Tumor necrosis factor (TNF) is essential for the host defense against tuberculosis (TB). However, scarcity or excessive TNF production in macrophages can also increase susceptibility to TB. The precise mechanisms underlying how Mycobacterium tuberculosis (Mtb) induces TNF over-expression are unclear. Here, we show that Mtb infection significantly increases 5-hydroxylmethylocytosine (5hmC) levels in the TNF promoter. Luciferase reporter assays identify the precise methylated CpG sites that are essential to regulating TNF promoter activity. Infection simultaneously promotes the expression of the TET2 demethylase in macrophages. After inhibiting NF-κB or knocking down TET2, we found that TNF promoter demethylation levels is increased while Mtb-induced TNF expression decrease. Here, NF-κB binds to TET2 and mediates its recruitment to the TNF promoter to induce TNF demethylation. Finally, we show that TLR2 activation during Mtb infection promotes NF-κB translocation into the nucleus which is important for NF-κB-mediated TET2-dependent TNF promoter demethylation thus helps drive Mtb-induced TNF expression. Targeting this axis might be a novel strategy for host-directed therapy against TB.
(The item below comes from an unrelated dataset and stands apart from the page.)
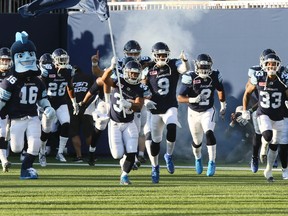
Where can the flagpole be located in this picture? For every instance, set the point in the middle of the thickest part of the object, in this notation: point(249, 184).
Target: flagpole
point(117, 70)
肿瘤坏死因子 (TNF) 对于宿主防御结核病 (TB) 至关重要。然而，巨噬细胞中 TNF 的缺乏或过量也会增加对结核病的易感性。结核分枝杆菌 (Mtb)诱导TNF过度表达的确切机制尚不清楚。在这里，我们发现Mtb感染显着增加TNF启动子中的 5-羟甲基胞嘧啶 (5hmC) 水平。荧光素酶报告基因检测可准确识别对于调节TNF启动子活性至关重要的甲基化 CpG 位点。感染同时促进巨噬细胞中 TET2 去甲基酶的表达。抑制 NF-κB 或敲除 TET2 后，我们发现TNF启动子去甲基化水平增加，而Mtb诱导的TNF表达减少。此处，NF-κB 与 TET2 结合并介导其募集至TNF启动子以诱导TNF去甲基化。最后，我们发现Mtb感染期间 TLR2 的激活促进 NF-κB 易位到细胞核中，这对于 NF-κB 介导的 TET2 依赖性TNF启动子去甲基化非常重要，从而有助于驱动Mtb诱导的TNF表达。针对该轴可能是针对宿主的结核病治疗的一种新策略。